Em resposta às alegações, Lauro Marques declarou ao Estadão que o país enfrenta uma “crise institucional incrível” e que o cidadão precisa preservar o que tem, citando a Lei Magnitsky como um fator de risco para o Brasil. A Lei Magnitsky permite sanções americanas contra acusados de corrupção e violações de direitos humanos, e foi mencionada em relação ao ministro Alexandre de Moraes, do STF. A alegação falsa era de que, por o Banco do Brasil ter oferecido um cartão ao ministro, o banco estaria em risco de ser cortado de relações internacionais, o que poderia levar à sua falência.
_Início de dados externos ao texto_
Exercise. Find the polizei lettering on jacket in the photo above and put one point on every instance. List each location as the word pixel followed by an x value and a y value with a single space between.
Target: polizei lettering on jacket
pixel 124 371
O deputado Gustavo Gayer também publicou um vídeo afirmando que o Banco do Brasil, Bradesco e a Caixa Econômica Federal corriam risco. Procurados, Bradesco e Caixa não comentaram. O Banco do Brasil emitiu nota informando que acompanha publicações inverídicas e maliciosas com o objetivo de gerar pânico e que tomará medidas legais para proteger sua reputação. O banco também enviou um ofício à Advocacia-Geral da União (AGU) alegando difusão de notícias falsas por Eduardo Bolsonaro, o que levou a AGU a apresentar notícia-crime à Polícia Federal.
O Drex sob ataque e o legado do Pix
A desinformação não poupa o Drex. O influenciador Marcos Trombetta, com 148 mil seguidores, alertou em um vídeo que o Drex aprisionaria financeiramente os brasileiros, tornando o dinheiro “100% rastreável” e permitindo que autoridades tivessem “total controle sobre onde você gasta, como você gasta, quanto você ganha e a hora em que eles puderem tirar de sua conta bancária”. Trombetta, que se apresenta como professor e mentor, vende cursos sobre como construir uma “nova realidade usando o poder” da mente e livros sobre Finanças.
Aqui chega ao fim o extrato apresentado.